Nigeria lost $15bn of its GDP to road accidents in 2015 – Reports


Nigeria lost a total of $15billion (about three percent) of its Gross Domestic Products to road accidents in 2015, the World Health Organisation, WHO, Global Road Safety report has said.

Disclosing this at the just concluded “Establishment, Management and Operations of Truck Transit Parks”, British former Secretary for Transport and Aviation, Dr. Paul Clark said that Truck Parks can help in reducing accidents, giving an economic boost to the country and saving lives and life changing injuries.

Clark also said that loss of cargoes during transit is an economic loss directly to the owners, but also to the economy as a whole.

He explained that transport observers have pointed out that millions of Naira every year is lost through pilfering and attack on drivers where lorries are parked in unsecured locations.

According to him, the situation is further compounded by the wrong type of Lorries carrying cargoes, often with no latches thereby leading to containers falling off causing deaths and injuries.

He opined that such actions should be considered illegal by law enforcement agencies.
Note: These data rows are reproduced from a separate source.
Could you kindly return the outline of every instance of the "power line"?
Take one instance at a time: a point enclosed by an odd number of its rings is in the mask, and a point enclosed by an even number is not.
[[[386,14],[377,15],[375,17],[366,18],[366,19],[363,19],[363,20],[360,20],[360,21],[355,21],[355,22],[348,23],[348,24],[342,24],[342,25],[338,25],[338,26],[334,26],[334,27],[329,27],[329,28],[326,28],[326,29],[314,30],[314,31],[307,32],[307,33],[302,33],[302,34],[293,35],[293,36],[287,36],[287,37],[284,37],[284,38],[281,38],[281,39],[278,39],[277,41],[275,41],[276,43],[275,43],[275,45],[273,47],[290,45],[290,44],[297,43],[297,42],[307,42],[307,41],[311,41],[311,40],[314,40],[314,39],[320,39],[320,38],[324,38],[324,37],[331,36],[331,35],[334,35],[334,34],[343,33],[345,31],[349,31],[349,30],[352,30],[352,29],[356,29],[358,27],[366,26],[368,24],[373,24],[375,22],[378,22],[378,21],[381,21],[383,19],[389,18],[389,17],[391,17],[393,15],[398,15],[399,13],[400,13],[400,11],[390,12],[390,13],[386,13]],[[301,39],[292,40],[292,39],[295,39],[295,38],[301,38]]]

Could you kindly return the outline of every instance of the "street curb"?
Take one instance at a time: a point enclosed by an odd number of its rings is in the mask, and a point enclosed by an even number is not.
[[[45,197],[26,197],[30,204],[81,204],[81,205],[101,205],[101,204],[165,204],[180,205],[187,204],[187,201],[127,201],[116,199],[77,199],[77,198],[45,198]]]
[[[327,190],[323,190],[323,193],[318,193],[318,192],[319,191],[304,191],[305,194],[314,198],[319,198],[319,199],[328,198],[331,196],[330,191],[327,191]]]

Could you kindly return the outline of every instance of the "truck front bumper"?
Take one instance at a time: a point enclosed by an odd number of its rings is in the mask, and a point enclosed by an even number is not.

He said “Millions of Naira lost during transit whether by accident and/or lack of inadequate insurance policies or parked in unsecured locations can be reduced significantly by the provision of safe and secure parking locations especially helping to avoid armed robberies that are also a constant threat to the haulage industry.

“According to the report, it was estimated that, ‘not less than 15,000 job opportunities will be created across 8 States’.

It Transit Truck park facilities project are properly implemented, it would easily create more than 25,000 jobs.

“If more States key in, the extrapolated figures for employment will be significantly larger.

“Therefore, the economic case for the implementation of this project cannot be overemphasized.

“But this initiative extends beyond Nigeria’s borders. This is not an isolated project in itself solving Nigeria road transport and truckers problems.
“It is part of the African Union strategic agenda on trade facilitation within regions and an important element of ECOWAS priority project to fast track inter and intraregional trade through the free movement of people, goods, services, and capital.

It is worth noting that of the proposed 8Trans African Highways crisscrossing the African continent, 5 of them is linked with Nigeria”.

The Trans-African Highways, TAH2 includes Algiers-Kano-Lagos, TAH3 is the Tripoli-Ndjamena by Nigeria and the TAH5 is the Dakar-Kano by Nigeria and TAH7 runs across 15 African countries.